China is to adopt a new national market access system from 2018 for domestic and foreign investors, part of steps to make the market more attractive to them.
The "negative list" system will help to identify sectors and businesses that are off-limits, in addition to the existing investment approval method of specifying categories of "encouraged", "prohibited" and "restricted".
A guideline for adopting a negative list approach for regulating market access was approved at a meeting of the Central Leading Group for Comprehensively Deepening Reforms presided over by President Xi Jinping last week.
The approach will be promoted in some pilot regions during the next two years and will be implemented nationwide from 2018, the National Development and Reform Commission said in a statement on Monday.
The negative list system will be applied equally to foreign and domestic investors, as well as private and State-owned ones, according to a commission official.
Details of the new system have still to be announced, the official said. However, the guideline includes a top-level design for negative-list policies and highlights the requirements, tasks and support policies.
According to the commission, the negative list will apply to initial investment, additional investment, mergers and other investment activities, and market entry practices.

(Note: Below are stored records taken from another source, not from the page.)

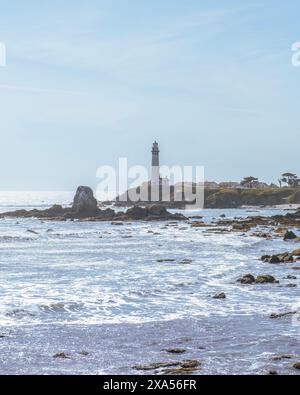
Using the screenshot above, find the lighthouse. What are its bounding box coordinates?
[151,141,160,186]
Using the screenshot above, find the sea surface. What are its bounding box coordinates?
[0,192,300,374]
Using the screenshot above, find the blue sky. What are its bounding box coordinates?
[0,0,300,190]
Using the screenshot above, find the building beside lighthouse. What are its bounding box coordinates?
[151,141,169,187]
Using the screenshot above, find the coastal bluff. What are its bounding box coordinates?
[0,186,187,221]
[112,184,300,209]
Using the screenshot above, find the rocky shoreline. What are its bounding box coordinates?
[0,186,187,222]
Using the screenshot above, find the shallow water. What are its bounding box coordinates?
[0,193,300,374]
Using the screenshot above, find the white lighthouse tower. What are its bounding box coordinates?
[151,141,160,186]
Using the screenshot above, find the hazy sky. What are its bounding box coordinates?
[0,0,300,190]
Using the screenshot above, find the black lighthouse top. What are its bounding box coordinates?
[152,141,159,154]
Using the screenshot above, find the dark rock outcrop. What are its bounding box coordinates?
[72,186,99,217]
[255,274,279,284]
[283,230,298,241]
[261,252,295,264]
[238,274,255,284]
[0,186,187,225]
[238,274,279,284]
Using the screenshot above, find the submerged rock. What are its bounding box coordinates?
[53,352,70,359]
[283,230,298,241]
[255,274,279,284]
[261,252,294,264]
[238,274,255,284]
[213,292,226,299]
[162,348,186,354]
[238,274,279,284]
[270,311,297,319]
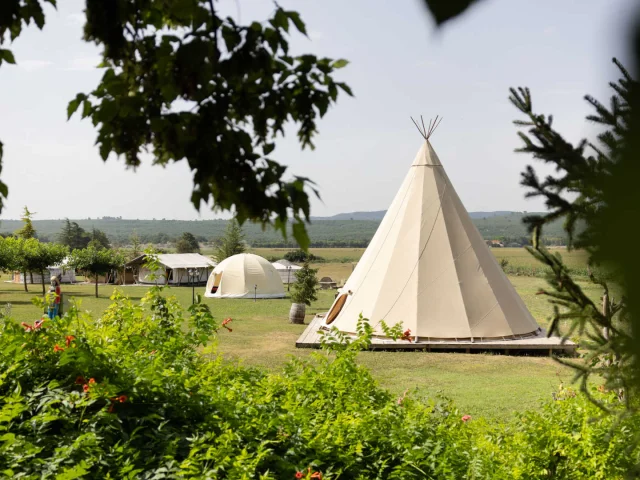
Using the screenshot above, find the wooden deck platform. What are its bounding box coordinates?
[296,315,578,355]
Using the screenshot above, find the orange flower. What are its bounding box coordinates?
[222,317,233,332]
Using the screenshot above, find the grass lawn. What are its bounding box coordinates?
[0,270,599,419]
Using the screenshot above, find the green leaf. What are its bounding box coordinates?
[67,93,87,120]
[262,143,276,156]
[331,58,349,68]
[82,100,91,118]
[286,11,308,36]
[336,82,353,97]
[424,0,478,25]
[0,48,16,65]
[292,219,311,252]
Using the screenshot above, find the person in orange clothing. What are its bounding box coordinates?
[49,276,62,320]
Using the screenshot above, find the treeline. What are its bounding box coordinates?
[0,213,566,248]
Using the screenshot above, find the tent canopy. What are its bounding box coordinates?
[205,253,285,298]
[125,253,216,269]
[325,140,539,339]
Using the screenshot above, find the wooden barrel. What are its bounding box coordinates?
[289,303,307,324]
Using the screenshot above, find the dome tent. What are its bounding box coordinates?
[205,253,285,298]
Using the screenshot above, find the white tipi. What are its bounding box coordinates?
[324,132,540,341]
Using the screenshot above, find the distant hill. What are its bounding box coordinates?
[0,211,566,247]
[311,210,387,221]
[311,210,535,220]
[469,211,534,218]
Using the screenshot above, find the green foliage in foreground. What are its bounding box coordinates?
[0,288,638,479]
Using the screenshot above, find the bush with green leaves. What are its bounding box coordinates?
[291,262,320,306]
[0,287,637,480]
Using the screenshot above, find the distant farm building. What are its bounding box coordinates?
[124,253,216,285]
[13,258,76,283]
[271,259,302,284]
[487,240,504,248]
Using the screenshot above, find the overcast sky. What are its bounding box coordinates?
[0,0,636,219]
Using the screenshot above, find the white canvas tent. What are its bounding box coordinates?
[205,253,285,298]
[323,140,540,342]
[125,253,216,285]
[271,259,302,284]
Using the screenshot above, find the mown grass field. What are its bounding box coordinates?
[0,249,600,420]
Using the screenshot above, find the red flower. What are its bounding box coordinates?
[222,317,233,332]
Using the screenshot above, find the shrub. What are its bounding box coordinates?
[0,287,638,480]
[291,262,320,306]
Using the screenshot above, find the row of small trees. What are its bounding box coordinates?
[0,237,126,297]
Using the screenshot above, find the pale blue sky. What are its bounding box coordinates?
[0,0,636,219]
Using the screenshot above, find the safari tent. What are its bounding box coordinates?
[125,253,216,285]
[271,259,302,284]
[205,253,285,298]
[296,125,576,351]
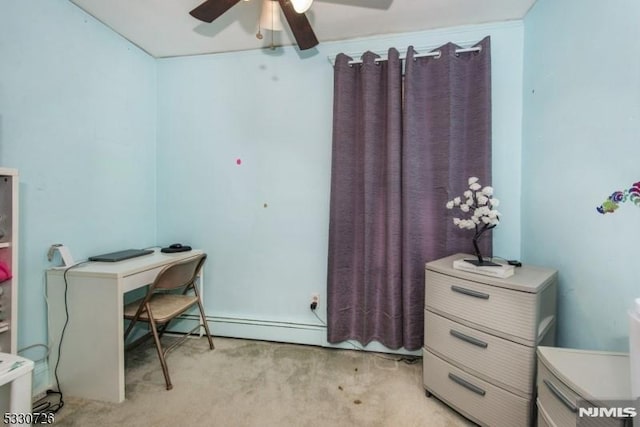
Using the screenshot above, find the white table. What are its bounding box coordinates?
[47,249,203,402]
[0,353,33,425]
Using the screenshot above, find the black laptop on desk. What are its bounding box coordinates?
[89,249,153,262]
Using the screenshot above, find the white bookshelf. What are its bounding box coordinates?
[0,167,18,354]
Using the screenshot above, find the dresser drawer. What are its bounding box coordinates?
[537,363,624,427]
[537,399,557,427]
[424,311,535,398]
[423,350,531,427]
[425,270,537,345]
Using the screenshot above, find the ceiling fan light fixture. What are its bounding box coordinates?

The list must be drawn up in a transparent and gradual manner and must conform with the law, it said.
The list will be formulated by the State Council, and local governments have no authority to change the items without approval from the State Council.
The guideline also paved the way for drawing up a negative list for foreign investors, who will be regulated separately, the official said.
Zhang Jianping, a senior researcher at the Institute for International Economic Research under the commission, said: "It's significant to switch to a negative list management system, and China will unleash more potential to attract foreign investment, particularly in the service sector."
The latest version of the Catalog for the Guidance of Industries for Foreign Investment was issued on April 10. It made the service and manufacturing sectors more accessible by cutting the number of restricted sectors from 79 to 38.
The negative list method gained significant momentum after being adopted by the China (Shanghai) Pilot Free Trade Zone on its establishment in 2013. In April, Guangdong, Tianjin and Fujian were announced as new free trade zones. All four zones share the same negative list.